CIA meets FBI

One of most important rules of good writing is Eschew All Acronyms. NGL, in the era of texting and emojis, it seems acronyms have become STD*, I suppose, in part, to prevent messages from becoming TL;DR, but is the time it takes to Google these terms really worth it?

I probably haven’t stated this before, but Your West Coast Oenophile is FBI. Not the  J. Edgar Hoover or Efram Zimbalist Jr. type, nor even the abhorrent usurper of the throne, Kash Patel. But a proud Full Blooded Italian, with all four grandparents born in Campania (actually, my maternal grandmother was born here the year after her parents emigrated, so technically she was a Brooklynese).

Anyway, to extend the governmental surveillance metaphor, I found myself at the CIA last month. No, not Langley, VA. St. Helena, CA, the West Coast home of the Culinary Institute of America, where the Grand Tasting and auction for Première Napa took place. Others, of course, have written about the precipitous decline of the wine industry, particularly in Napa where prices and tasting fees and the general tenor seem out of touch with up & coming generation of potential wine drinkers. But rather than bemoan the current states of affairs, I was inspired to begin thinking of new ways to make wine less stuffy and more approachable.

Coming on the tail of the 2026 Superbowl and its phenomenal halftime show, I suggested to Hall Winery that they should promote themselves as The Original Bad Bunny. Yes, over the years people have slowly cottoned to this sculpture and admittedly, it does make for  convenient landmark in St. Helena, but why not embrace it for its notoriety?

Meanwhile, Première afforded my first opportunity to meet the team from Pym-Rae, the former Villa Sorriso estate of the actor Robin Williams. Being that the Tesseron family hails from Luxemborg, a country ⅔ the size of Sonoma County, they can be forgiven for not knowing Williams’ vast array of performances, so my suggestion that they offer a pair of wines labeled Mork and Mindy took some explanation.
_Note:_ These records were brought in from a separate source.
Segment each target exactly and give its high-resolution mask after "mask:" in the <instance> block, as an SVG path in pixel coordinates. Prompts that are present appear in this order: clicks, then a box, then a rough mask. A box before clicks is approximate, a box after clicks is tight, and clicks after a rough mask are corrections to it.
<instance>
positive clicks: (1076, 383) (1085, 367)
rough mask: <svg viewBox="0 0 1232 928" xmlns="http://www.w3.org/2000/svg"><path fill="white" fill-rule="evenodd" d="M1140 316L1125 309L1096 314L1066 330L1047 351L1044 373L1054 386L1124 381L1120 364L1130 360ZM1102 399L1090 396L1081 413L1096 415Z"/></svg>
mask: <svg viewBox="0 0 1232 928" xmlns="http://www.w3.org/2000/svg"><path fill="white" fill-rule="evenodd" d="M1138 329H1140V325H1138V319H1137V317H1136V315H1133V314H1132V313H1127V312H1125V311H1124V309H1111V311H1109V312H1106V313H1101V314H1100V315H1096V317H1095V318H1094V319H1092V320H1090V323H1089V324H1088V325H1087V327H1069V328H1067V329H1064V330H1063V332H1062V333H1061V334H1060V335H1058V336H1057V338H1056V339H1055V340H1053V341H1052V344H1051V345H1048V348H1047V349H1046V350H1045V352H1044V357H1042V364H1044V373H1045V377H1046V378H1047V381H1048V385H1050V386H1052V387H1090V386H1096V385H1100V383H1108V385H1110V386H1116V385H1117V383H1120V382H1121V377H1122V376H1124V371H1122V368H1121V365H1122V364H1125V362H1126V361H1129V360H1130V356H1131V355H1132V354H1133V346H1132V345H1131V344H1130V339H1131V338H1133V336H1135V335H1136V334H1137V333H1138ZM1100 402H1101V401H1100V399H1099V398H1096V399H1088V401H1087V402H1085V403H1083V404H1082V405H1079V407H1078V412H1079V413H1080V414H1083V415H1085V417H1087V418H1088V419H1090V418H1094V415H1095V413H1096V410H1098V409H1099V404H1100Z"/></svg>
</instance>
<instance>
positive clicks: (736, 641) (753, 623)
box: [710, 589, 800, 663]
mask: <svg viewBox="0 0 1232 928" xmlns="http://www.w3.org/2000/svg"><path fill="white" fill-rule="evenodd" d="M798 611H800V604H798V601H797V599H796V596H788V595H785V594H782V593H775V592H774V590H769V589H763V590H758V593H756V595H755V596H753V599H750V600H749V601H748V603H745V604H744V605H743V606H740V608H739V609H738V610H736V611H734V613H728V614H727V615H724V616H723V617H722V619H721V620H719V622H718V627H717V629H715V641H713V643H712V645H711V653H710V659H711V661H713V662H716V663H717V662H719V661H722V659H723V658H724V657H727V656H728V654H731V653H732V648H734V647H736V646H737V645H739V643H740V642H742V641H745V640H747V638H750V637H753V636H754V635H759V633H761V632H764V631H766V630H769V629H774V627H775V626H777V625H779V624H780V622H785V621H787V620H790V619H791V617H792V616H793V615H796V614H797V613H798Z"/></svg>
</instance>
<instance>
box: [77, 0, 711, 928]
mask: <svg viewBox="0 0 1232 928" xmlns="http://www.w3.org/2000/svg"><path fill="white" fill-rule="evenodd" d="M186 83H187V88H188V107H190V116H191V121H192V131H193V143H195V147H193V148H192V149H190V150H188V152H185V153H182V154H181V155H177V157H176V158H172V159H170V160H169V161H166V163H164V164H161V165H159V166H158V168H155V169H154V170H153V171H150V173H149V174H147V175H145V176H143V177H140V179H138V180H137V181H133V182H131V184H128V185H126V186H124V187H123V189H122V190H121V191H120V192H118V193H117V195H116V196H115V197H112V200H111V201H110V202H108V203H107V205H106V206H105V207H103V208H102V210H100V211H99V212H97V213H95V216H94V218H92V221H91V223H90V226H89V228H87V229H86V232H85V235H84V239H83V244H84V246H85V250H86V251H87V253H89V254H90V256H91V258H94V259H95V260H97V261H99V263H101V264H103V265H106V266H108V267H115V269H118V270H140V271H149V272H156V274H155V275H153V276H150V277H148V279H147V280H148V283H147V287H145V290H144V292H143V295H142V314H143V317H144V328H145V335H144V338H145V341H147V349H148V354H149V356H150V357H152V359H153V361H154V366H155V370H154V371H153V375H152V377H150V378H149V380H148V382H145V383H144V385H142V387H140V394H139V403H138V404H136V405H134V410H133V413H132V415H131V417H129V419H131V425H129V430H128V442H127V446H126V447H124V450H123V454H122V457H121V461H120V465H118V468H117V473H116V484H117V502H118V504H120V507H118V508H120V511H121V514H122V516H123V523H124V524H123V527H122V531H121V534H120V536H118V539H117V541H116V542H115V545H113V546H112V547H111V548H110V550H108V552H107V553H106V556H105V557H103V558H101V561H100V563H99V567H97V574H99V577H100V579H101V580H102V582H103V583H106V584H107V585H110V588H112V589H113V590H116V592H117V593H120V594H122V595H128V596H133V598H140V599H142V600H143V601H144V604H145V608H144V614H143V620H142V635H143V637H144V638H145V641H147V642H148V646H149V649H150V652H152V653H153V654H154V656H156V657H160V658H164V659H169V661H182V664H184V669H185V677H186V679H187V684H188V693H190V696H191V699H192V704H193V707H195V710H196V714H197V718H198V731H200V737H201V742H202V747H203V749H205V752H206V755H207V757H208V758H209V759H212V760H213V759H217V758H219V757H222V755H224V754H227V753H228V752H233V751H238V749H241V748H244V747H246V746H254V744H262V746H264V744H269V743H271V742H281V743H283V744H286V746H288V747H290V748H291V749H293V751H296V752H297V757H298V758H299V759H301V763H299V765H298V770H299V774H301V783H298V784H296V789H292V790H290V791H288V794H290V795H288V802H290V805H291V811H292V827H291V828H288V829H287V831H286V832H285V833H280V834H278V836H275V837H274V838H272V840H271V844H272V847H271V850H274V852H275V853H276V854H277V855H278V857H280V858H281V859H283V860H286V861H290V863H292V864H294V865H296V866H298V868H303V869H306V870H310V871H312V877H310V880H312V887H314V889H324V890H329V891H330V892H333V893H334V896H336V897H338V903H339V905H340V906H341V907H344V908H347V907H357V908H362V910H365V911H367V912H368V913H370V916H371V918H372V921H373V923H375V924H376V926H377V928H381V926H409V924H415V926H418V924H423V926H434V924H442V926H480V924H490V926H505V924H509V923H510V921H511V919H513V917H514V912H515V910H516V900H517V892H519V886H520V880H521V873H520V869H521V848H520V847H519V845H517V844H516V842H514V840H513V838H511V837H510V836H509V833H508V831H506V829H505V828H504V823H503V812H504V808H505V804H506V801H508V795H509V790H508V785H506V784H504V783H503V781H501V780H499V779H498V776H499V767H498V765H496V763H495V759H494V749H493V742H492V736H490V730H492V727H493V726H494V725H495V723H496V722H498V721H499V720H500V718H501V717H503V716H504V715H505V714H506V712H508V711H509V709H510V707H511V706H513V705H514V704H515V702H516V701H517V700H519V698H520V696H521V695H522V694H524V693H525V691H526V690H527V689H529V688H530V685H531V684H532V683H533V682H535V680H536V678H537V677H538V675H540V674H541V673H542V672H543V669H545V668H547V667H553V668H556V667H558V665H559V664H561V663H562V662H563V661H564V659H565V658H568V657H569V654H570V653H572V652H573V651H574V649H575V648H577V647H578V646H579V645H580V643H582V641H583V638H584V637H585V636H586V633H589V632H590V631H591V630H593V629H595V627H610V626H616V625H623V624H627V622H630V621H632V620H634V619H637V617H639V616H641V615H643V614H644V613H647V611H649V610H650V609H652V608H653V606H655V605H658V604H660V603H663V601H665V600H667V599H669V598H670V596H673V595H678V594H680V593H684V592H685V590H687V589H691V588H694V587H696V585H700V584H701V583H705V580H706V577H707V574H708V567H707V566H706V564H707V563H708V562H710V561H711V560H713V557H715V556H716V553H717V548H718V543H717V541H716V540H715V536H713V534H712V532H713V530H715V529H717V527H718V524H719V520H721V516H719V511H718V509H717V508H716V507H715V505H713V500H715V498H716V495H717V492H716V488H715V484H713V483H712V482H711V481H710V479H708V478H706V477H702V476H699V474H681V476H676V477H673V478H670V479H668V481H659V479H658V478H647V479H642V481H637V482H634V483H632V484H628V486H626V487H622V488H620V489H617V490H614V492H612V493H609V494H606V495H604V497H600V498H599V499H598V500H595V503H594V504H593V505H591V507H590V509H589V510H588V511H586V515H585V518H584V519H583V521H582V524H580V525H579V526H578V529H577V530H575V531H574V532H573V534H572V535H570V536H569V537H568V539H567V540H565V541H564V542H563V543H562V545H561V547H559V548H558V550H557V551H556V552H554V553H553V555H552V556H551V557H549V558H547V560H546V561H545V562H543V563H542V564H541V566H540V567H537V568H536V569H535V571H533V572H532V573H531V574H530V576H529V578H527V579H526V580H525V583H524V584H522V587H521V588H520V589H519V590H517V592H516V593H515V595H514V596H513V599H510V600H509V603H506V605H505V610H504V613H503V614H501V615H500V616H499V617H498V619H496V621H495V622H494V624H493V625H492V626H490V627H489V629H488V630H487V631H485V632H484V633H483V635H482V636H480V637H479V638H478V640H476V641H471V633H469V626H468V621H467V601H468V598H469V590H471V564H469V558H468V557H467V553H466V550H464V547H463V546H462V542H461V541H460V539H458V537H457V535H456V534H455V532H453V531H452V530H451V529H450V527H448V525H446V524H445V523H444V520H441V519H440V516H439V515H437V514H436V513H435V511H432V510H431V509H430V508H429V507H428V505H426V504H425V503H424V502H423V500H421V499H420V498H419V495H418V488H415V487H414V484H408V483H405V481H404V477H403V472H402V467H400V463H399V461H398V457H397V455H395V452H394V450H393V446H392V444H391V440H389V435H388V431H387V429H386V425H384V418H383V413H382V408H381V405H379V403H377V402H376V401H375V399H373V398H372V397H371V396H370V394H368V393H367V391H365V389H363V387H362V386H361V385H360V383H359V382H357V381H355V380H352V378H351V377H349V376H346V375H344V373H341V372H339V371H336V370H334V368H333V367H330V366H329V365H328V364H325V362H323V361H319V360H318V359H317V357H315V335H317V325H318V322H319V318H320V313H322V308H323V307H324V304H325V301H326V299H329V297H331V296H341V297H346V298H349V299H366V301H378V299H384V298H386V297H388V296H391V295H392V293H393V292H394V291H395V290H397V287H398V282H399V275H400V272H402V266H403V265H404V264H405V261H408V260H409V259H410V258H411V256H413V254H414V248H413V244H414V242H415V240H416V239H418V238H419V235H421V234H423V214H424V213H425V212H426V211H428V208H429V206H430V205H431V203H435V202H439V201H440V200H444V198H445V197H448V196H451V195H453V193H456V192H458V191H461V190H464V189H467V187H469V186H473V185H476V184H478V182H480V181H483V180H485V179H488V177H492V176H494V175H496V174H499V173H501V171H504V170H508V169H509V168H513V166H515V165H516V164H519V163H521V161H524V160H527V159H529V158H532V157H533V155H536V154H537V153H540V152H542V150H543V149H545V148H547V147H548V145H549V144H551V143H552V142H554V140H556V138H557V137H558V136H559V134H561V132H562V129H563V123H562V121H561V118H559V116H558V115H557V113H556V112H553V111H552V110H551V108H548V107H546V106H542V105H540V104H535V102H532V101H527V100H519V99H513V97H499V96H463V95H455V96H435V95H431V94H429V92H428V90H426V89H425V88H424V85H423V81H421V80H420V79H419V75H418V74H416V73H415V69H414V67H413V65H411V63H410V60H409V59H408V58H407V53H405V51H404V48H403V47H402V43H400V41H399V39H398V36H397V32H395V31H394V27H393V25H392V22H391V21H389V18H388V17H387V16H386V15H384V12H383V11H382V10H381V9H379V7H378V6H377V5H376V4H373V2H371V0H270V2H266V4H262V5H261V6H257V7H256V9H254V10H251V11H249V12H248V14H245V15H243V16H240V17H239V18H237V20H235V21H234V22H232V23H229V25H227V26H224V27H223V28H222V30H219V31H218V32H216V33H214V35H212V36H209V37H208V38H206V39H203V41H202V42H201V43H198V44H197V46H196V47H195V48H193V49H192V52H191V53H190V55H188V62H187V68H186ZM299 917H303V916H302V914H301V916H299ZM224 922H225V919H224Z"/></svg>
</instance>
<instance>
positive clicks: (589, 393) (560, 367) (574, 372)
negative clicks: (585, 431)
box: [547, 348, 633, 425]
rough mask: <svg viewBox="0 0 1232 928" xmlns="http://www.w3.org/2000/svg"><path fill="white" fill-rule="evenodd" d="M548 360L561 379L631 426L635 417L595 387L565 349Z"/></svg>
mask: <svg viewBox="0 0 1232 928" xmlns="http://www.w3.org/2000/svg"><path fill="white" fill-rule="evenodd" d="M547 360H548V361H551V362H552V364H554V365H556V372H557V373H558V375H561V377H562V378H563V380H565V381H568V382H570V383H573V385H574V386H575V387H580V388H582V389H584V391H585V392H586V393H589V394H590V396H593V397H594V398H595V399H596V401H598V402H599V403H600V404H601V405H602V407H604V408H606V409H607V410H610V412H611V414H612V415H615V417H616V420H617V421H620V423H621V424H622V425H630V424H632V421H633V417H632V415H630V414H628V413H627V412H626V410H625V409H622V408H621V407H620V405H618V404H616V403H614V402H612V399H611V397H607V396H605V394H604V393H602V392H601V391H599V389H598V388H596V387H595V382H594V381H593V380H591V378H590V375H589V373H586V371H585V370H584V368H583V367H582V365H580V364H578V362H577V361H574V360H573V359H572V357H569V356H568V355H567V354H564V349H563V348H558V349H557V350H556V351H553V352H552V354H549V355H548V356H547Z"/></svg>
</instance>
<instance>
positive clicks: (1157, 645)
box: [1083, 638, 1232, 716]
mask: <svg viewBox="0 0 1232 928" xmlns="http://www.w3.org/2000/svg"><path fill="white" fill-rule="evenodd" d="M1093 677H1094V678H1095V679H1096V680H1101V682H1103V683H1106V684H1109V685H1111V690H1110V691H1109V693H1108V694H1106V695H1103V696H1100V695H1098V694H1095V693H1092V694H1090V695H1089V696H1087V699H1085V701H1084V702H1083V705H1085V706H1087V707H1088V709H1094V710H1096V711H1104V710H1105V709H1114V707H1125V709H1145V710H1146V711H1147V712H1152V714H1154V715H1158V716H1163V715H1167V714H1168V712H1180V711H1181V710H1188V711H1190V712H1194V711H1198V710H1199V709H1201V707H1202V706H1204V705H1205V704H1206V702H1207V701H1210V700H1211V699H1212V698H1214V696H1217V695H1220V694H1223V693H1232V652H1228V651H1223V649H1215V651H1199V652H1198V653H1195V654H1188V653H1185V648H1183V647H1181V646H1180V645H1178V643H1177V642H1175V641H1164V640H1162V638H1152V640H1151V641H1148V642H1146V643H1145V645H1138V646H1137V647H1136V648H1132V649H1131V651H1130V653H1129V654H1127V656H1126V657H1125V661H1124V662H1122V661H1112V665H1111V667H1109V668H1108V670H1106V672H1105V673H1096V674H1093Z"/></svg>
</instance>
Because I produce tasting events, I am always looking for thematic angles to draw interest. My introduction here to Cervantes, a hidden gem from Pope Valley, naturally inspired me to offer to produce a joint event between them and the late Carl Doumani’s Quixote. And for other literary-minded œnophiles, I’ve long want to combine Danica Patrick’s Somnium with Perchance in Rutherford for a Shakespearean “To die, to sleep; To sleep, perchance to dream” soliloquy.

Of course, such promotional events needn’t be limited to a single pairing. I would love to see a Napa trifecta with B Wise (the Sonoma label of Montagna owner Brion Wise), B True (Tim Cook doppelgänger Bill True), and the understatedly elegant B Cellars (Jim Borsack and Duffy Keys). On the other hand, I’m probably pushing the envelope in proposing Sonoma’s Capo Isetta join up with Bob Bianco’s Cyrus Creek from Calistoga, but astute readers can connect the self-refrential dots.

Sometimes, it astounds me when people don’t grasp the obvious hook. Years ago, when Marcy Roth opened her wine shop in Sausalito, I couldn’t believe she called it Bacchus & Venus, instead of the incontrovertibly perfect Grapes of Roth. And how natural winery Las Vivas doesn’t follow up on my recommendation to bottle a Vega Las Vivas is beyond me.

Over in Lodi, I have striven in vain to get Sue Tipton to launch my If I pour her Acquiesce, will she? campaign (lest I be accused of sexism, If I pour him Acquiesce, will he? works equally well). Regardless, the point is the wine industry has to come up with creative new approaches to marketing, if it’s ever going to raise itself from the current slump. As we would note at the end of a calculus proof, QED.